Maidne keluar membawa bendera. Inilah bendera kemenangan mereka. Kelompok Hobe bergegas pergi diam-diam. Wajah mereka sangat ceria.

“Kita tancapkan bendera kemenangan ini di lapangan utama,” instruksi Ratni.

Mereka berlarian menuju lapangan.

“Sampai!” Hobe gembira melihat lapangan di depan mata.

Namun…

“Ciat! Ciat!” tiba-tiba mereka diserang.

Pasukan Sanca Membelit sudah menghadang mereka dengan seragam hijau mereka yang menyala. Hobe dan kawan-kawan menggigil ketakutan. Ratni sudah maju menyerang.
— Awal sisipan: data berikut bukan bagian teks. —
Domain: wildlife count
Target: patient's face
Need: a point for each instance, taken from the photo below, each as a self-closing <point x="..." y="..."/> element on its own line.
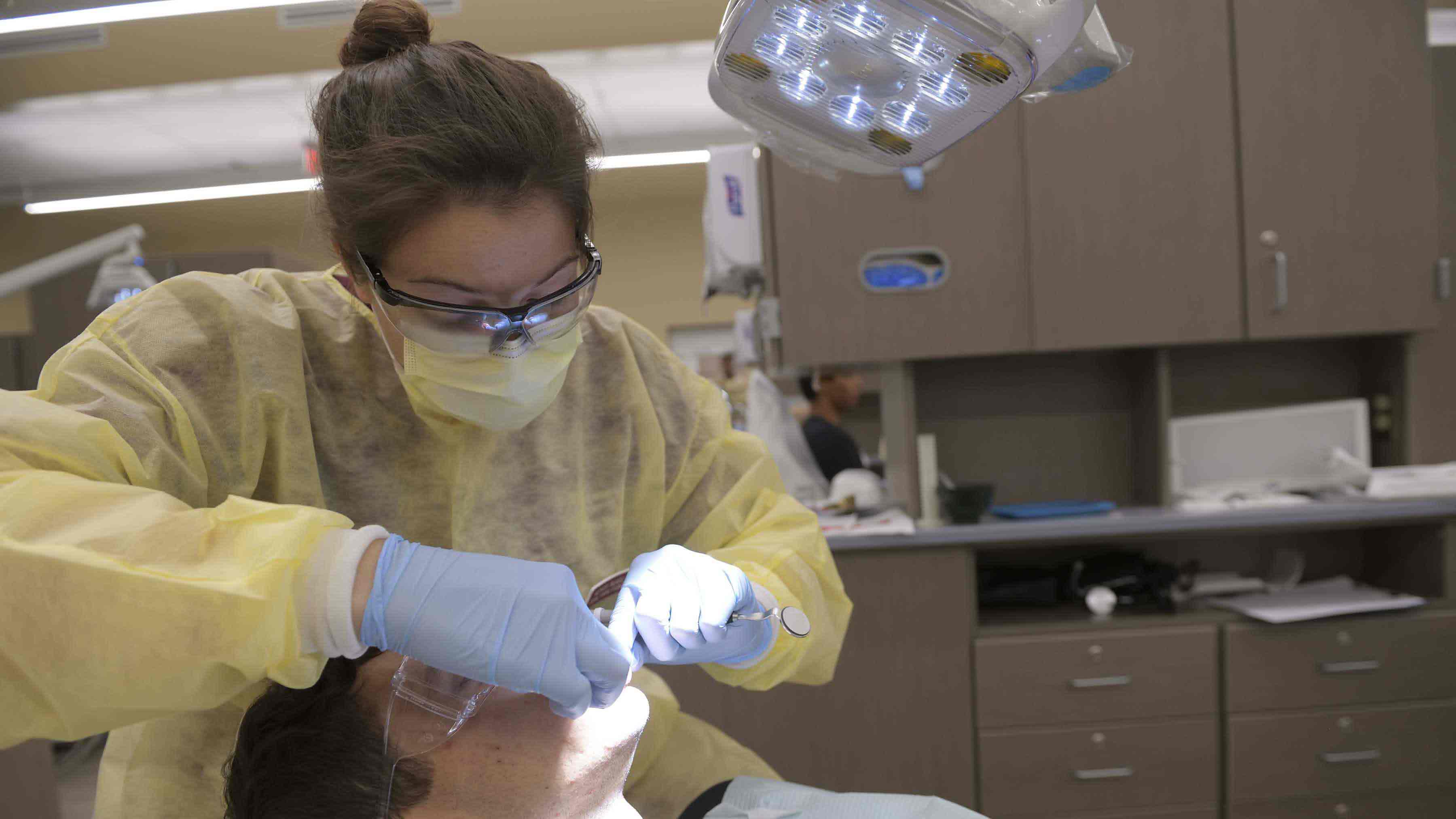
<point x="517" y="758"/>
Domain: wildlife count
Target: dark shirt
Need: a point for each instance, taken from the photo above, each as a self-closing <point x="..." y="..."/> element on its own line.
<point x="832" y="446"/>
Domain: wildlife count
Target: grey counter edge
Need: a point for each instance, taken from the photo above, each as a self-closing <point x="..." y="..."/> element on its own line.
<point x="1142" y="524"/>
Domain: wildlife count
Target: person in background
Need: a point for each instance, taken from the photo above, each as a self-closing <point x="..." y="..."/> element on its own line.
<point x="832" y="393"/>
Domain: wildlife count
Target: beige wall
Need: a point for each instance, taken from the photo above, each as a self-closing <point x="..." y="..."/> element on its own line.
<point x="648" y="228"/>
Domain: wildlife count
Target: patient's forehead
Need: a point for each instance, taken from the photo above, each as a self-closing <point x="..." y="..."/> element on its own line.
<point x="373" y="687"/>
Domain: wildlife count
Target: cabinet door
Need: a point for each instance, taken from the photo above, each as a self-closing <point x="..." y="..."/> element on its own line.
<point x="1132" y="190"/>
<point x="1339" y="161"/>
<point x="1431" y="376"/>
<point x="972" y="210"/>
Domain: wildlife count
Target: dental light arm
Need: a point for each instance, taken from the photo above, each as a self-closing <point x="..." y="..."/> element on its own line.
<point x="70" y="259"/>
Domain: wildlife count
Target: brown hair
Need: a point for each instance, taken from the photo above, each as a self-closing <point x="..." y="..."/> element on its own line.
<point x="411" y="126"/>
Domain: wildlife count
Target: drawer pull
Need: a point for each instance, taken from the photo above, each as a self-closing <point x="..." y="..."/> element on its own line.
<point x="1353" y="666"/>
<point x="1339" y="758"/>
<point x="1103" y="774"/>
<point x="1101" y="681"/>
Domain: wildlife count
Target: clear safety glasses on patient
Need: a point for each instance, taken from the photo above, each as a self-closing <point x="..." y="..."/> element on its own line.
<point x="475" y="330"/>
<point x="427" y="707"/>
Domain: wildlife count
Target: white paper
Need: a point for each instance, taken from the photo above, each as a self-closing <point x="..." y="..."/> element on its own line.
<point x="1320" y="599"/>
<point x="1413" y="482"/>
<point x="889" y="522"/>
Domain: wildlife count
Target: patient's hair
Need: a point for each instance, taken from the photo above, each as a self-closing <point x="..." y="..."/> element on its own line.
<point x="315" y="754"/>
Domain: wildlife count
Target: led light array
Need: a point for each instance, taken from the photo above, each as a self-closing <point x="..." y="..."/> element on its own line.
<point x="886" y="76"/>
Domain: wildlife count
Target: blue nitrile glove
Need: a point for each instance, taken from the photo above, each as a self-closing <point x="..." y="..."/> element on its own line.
<point x="497" y="620"/>
<point x="677" y="604"/>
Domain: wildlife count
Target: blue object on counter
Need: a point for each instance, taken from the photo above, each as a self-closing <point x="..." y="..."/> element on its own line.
<point x="1053" y="509"/>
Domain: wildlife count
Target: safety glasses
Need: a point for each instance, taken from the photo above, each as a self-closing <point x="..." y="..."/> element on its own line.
<point x="427" y="706"/>
<point x="465" y="330"/>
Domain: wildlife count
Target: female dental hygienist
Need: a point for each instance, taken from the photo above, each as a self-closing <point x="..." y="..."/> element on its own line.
<point x="203" y="479"/>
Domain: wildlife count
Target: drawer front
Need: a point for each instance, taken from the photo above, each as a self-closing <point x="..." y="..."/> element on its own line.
<point x="1384" y="659"/>
<point x="1045" y="771"/>
<point x="1143" y="814"/>
<point x="1400" y="805"/>
<point x="1342" y="751"/>
<point x="1056" y="680"/>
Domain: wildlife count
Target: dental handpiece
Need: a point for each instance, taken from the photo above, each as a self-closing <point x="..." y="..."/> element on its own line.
<point x="794" y="622"/>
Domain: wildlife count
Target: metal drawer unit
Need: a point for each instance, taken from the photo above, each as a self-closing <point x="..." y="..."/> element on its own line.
<point x="1148" y="702"/>
<point x="1381" y="659"/>
<point x="1052" y="771"/>
<point x="1401" y="805"/>
<point x="1342" y="751"/>
<point x="1145" y="814"/>
<point x="1082" y="678"/>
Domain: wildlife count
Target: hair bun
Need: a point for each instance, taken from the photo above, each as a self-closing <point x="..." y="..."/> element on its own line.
<point x="383" y="28"/>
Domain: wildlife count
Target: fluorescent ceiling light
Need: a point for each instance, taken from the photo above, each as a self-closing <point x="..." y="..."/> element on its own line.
<point x="1442" y="27"/>
<point x="135" y="12"/>
<point x="180" y="196"/>
<point x="647" y="159"/>
<point x="296" y="186"/>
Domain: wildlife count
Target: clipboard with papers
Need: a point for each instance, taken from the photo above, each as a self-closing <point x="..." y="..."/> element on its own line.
<point x="1320" y="599"/>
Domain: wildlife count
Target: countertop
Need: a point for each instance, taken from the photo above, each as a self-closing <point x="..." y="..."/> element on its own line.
<point x="1155" y="522"/>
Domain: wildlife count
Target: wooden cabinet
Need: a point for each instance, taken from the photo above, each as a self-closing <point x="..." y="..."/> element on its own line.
<point x="1337" y="162"/>
<point x="897" y="716"/>
<point x="1385" y="805"/>
<point x="1431" y="376"/>
<point x="1382" y="659"/>
<point x="1040" y="771"/>
<point x="972" y="210"/>
<point x="1133" y="225"/>
<point x="1342" y="751"/>
<point x="1036" y="681"/>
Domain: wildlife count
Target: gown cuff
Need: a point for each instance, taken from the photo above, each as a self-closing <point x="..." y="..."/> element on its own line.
<point x="327" y="592"/>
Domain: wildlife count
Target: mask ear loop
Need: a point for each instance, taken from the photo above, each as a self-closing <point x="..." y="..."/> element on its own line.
<point x="426" y="709"/>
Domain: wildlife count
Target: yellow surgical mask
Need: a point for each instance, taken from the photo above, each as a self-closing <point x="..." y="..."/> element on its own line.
<point x="499" y="391"/>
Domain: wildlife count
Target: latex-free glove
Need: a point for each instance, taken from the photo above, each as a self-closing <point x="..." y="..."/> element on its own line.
<point x="499" y="620"/>
<point x="677" y="604"/>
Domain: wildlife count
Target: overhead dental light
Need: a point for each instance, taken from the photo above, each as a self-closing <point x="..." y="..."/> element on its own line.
<point x="880" y="85"/>
<point x="120" y="276"/>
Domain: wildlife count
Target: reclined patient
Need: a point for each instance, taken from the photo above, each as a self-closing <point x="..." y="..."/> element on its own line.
<point x="320" y="754"/>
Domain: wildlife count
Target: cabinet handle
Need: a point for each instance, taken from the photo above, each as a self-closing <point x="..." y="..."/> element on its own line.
<point x="1101" y="681"/>
<point x="1353" y="666"/>
<point x="1103" y="774"/>
<point x="1339" y="758"/>
<point x="1280" y="280"/>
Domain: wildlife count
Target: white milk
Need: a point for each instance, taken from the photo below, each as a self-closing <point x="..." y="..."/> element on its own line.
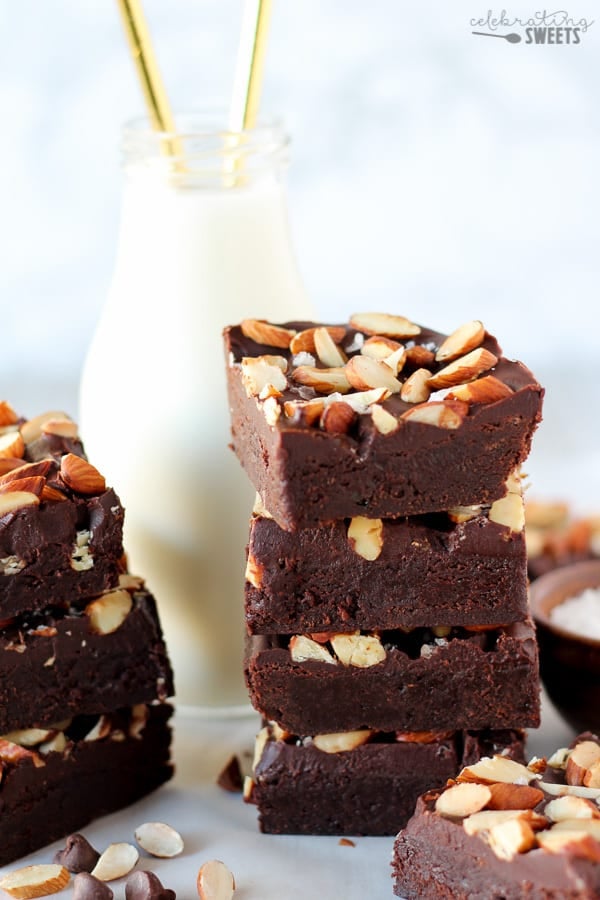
<point x="192" y="258"/>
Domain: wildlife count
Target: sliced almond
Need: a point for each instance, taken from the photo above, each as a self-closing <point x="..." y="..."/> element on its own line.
<point x="116" y="861"/>
<point x="509" y="511"/>
<point x="385" y="324"/>
<point x="496" y="768"/>
<point x="434" y="413"/>
<point x="384" y="421"/>
<point x="488" y="389"/>
<point x="61" y="428"/>
<point x="575" y="843"/>
<point x="159" y="839"/>
<point x="304" y="341"/>
<point x="303" y="648"/>
<point x="32" y="429"/>
<point x="514" y="796"/>
<point x="416" y="387"/>
<point x="365" y="373"/>
<point x="35" y="881"/>
<point x="260" y="371"/>
<point x="12" y="444"/>
<point x="327" y="350"/>
<point x="466" y="368"/>
<point x="338" y="418"/>
<point x="366" y="537"/>
<point x="360" y="650"/>
<point x="14" y="500"/>
<point x="325" y="381"/>
<point x="508" y="839"/>
<point x="341" y="741"/>
<point x="7" y="414"/>
<point x="265" y="333"/>
<point x="215" y="881"/>
<point x="466" y="337"/>
<point x="108" y="612"/>
<point x="80" y="475"/>
<point x="462" y="800"/>
<point x="581" y="758"/>
<point x="571" y="808"/>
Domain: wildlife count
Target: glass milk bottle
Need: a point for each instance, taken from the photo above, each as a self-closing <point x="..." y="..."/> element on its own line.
<point x="204" y="242"/>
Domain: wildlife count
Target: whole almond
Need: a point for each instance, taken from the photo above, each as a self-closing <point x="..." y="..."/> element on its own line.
<point x="78" y="474"/>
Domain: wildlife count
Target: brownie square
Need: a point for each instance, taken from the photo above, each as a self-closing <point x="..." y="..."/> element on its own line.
<point x="430" y="571"/>
<point x="308" y="473"/>
<point x="369" y="790"/>
<point x="406" y="682"/>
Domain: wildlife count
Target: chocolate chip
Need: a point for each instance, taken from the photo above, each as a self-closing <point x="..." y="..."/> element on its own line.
<point x="86" y="887"/>
<point x="78" y="855"/>
<point x="142" y="885"/>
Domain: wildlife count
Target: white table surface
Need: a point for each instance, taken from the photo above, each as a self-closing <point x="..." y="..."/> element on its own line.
<point x="216" y="824"/>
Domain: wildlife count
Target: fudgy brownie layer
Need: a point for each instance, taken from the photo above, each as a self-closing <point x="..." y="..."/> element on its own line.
<point x="430" y="571"/>
<point x="89" y="778"/>
<point x="370" y="790"/>
<point x="307" y="476"/>
<point x="53" y="664"/>
<point x="61" y="551"/>
<point x="469" y="681"/>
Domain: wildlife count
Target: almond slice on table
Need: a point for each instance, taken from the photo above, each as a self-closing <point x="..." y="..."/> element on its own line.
<point x="384" y="324"/>
<point x="465" y="368"/>
<point x="364" y="373"/>
<point x="265" y="333"/>
<point x="462" y="800"/>
<point x="35" y="881"/>
<point x="215" y="881"/>
<point x="467" y="337"/>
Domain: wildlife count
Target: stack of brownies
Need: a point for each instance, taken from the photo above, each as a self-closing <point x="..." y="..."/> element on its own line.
<point x="389" y="638"/>
<point x="83" y="668"/>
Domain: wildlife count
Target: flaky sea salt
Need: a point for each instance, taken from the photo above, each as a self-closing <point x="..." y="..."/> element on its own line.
<point x="580" y="614"/>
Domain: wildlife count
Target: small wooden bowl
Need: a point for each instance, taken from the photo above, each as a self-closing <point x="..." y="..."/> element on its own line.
<point x="569" y="662"/>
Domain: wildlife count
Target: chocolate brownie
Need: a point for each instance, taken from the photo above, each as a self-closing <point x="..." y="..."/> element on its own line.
<point x="369" y="789"/>
<point x="429" y="570"/>
<point x="88" y="769"/>
<point x="60" y="539"/>
<point x="322" y="439"/>
<point x="411" y="682"/>
<point x="510" y="834"/>
<point x="58" y="663"/>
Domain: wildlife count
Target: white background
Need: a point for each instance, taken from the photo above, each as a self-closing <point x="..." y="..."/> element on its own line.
<point x="434" y="173"/>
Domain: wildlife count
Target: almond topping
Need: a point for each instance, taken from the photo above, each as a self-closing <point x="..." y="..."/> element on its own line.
<point x="304" y="341"/>
<point x="416" y="387"/>
<point x="382" y="323"/>
<point x="14" y="500"/>
<point x="339" y="742"/>
<point x="265" y="333"/>
<point x="509" y="511"/>
<point x="464" y="369"/>
<point x="326" y="381"/>
<point x="303" y="648"/>
<point x="366" y="537"/>
<point x="215" y="881"/>
<point x="12" y="444"/>
<point x="327" y="350"/>
<point x="365" y="373"/>
<point x="488" y="389"/>
<point x="383" y="420"/>
<point x="35" y="881"/>
<point x="109" y="611"/>
<point x="434" y="413"/>
<point x="462" y="800"/>
<point x="79" y="475"/>
<point x="466" y="337"/>
<point x="360" y="650"/>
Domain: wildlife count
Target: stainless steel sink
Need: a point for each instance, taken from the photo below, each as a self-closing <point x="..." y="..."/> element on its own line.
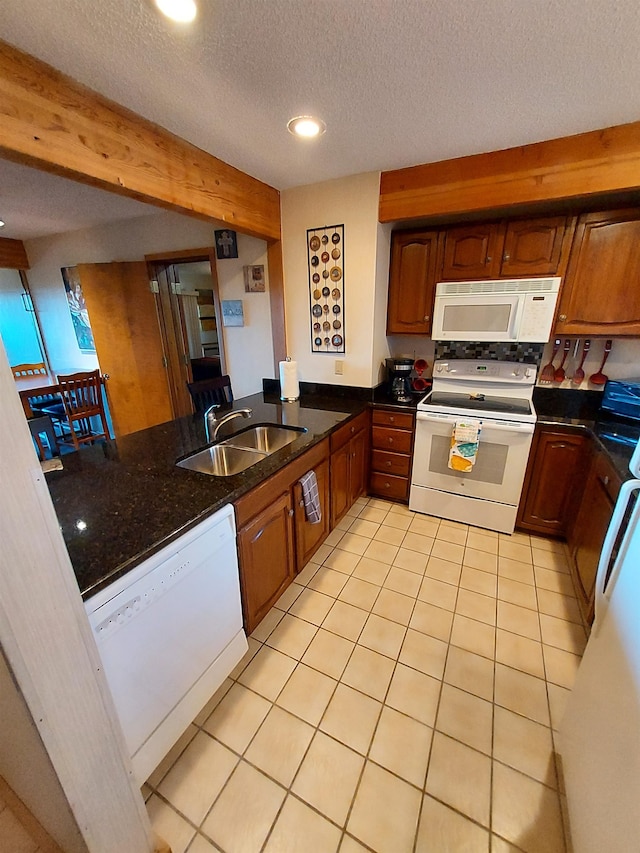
<point x="266" y="438"/>
<point x="222" y="461"/>
<point x="241" y="451"/>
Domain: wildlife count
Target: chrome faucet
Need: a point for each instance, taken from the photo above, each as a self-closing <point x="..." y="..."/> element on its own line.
<point x="213" y="424"/>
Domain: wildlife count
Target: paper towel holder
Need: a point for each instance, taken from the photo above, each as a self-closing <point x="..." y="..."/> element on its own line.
<point x="290" y="399"/>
Yah, berkelahi lagi deh. Tentu saja pasukan Hobe dan kawan-kawan kalah.

Dalam sekejap bendera itu beralih tangan. Wajah mereka makin babak belur.

Bendera ditancapkan oleh pasukan Sanca Membelit dengan bangga.

“Hua.. hua… curang!” Hobe meraung-raung.

Begitu juga Pugu, Tudne dan Ratni bersedih. Maidne yang kelihatan tenang.

“Gong.. gong.. gong..,” bunyi gong dipukul tiga kali.

Semua peserta kembali berkumpul. Pasukan Sanca Membelit terlihat gembira.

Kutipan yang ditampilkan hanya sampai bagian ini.